Personal information
- Born: 18 April 1989 (age 37)
- Original team: Subiaco
- Debut: 2 May 2009, West Coast vs. Fremantle, at Subiaco Oval
- Height: 182 cm (6 ft 0 in)
- Weight: 85 kg (187 lb)

Playing career^{1}
- Years: Club / Games (Goals)
- 2009–2010: West Coast Eagles / 7 (3)
- ^{1} Playing statistics correct to the end of 2010.

= Adam Cockie =

Australian rules footballer (born 1989)

Adam Cockie (born 18 April 1989) is a former professional Australian rules footballer. He played with the West Coast Eagles in the Australian Football League (AFL) from 2009 to 2010.

== Football career ==
Cockie made his senior football debut for Subiaco in the West Australian Football League (WAFL) in the opening round of the 2008 season and went on to play in every game, including their third successive grand final victory. That year, he also represented Western Australia against Queensland in Townsville.

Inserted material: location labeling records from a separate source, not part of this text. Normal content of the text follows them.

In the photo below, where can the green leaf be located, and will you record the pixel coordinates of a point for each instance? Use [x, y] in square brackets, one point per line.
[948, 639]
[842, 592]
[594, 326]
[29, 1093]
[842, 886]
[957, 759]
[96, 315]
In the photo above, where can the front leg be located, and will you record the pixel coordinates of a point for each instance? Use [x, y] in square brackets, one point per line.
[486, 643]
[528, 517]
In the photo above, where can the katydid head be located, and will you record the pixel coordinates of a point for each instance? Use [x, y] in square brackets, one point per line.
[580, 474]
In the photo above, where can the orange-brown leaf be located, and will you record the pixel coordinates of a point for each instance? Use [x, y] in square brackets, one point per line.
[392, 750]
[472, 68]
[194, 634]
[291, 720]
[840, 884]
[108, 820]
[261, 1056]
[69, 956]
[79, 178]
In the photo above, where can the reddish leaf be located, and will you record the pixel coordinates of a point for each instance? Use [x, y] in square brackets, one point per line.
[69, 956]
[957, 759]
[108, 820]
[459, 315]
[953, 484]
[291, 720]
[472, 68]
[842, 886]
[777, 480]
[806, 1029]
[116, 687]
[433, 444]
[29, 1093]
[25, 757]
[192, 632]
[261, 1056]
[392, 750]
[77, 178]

Cockie was drafted by the West Coast Eagles with the 18th pick (second round) in the 2009 AFL Rookie draft, and was soon elevated from the rookie list to make his debut against Fremantle in Round 6, 2009. He played four games before being demoted back to the rookie list to make way for the return of Luke Shuey from injury. He was de-listed by West Coast at the end of the 2010 season.

Cockie spent the 2011 season playing for his former team, Subiaco, in the WAFL, before moving to Victoria to play for Victorian Football League (VFL) side, Sandringham in 2012.

After four seasons in the VFL, Cockie re-joined Subiaco for the 2016 season.

==Other activities==
Cockie has worked as a diversity community officer with the West Australian Football Commission (WAFC) and as Aboriginal project officer with the Western Australian Cricket Association (WACA).